For listeners at home wondering why you'd want that at all:
I want a centralized Git repo where I can sync config files from my various machines. I have a VPS so I just create a .git directory and start using SSH to push/pull against it. Everything works!
But then, my buddy wants to see some of my config files. Hmm. I can create an SSH user for him and then set the permissions on that .git to give him read-only access. Fine. That works.
Until he improves some of them. Hey, can I give him a read-write repo he can push a branch to? Um, sure, give me a bit to think this through...
And one of his coworkers thinks this is fascinating and wants to look, too. Do I create an SSH account for this person I don't know well at all?
At this point, I've done more work than just installing something like Forgejo and letting my friend and his FOAF create accounts on it. There's a nice UI for configuring their permissions. They don't have SSH access directly into my server. It's all the convenience of something like GitHub, except entirely under my control and I don't have to pay for private repos.

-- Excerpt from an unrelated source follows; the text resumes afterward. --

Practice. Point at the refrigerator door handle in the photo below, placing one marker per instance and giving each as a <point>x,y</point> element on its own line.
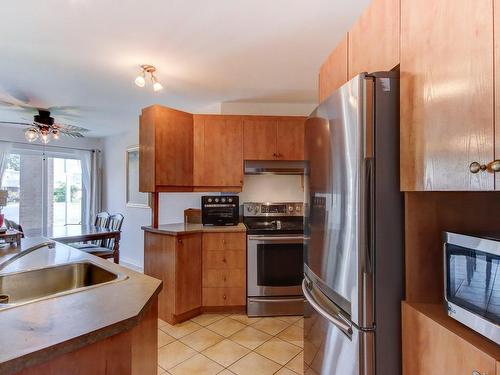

See also: https://github.com/orgs/community/discussions/159123
How would this affect Go dependencies?
Go doesn't pull dependencies directly from GitHub, they are pulled from https://proxy.golang.org/ by default
Time for Mozilla (and other open-source projects) to move repositories to sourcehut/Codeberg or self-hosted Gitlab/Forgejo?
Not Mozilla.
https://github.com/orgs/community/discussions/157887 This has been going on for weeks and is clearly not a simple mistake.
(We detached this subthread from https://news.ycombinator.com/item?id=43981673 so we could include it in the merged thread)
Triggered by Chinese language on the client side? Interesting.
[dupe]
Just tried it on chrome incognito on iOS and do hit this 429 rate limit :S That sucks, it’s already bad enough when GitHub started enforcing login to even do a simple search.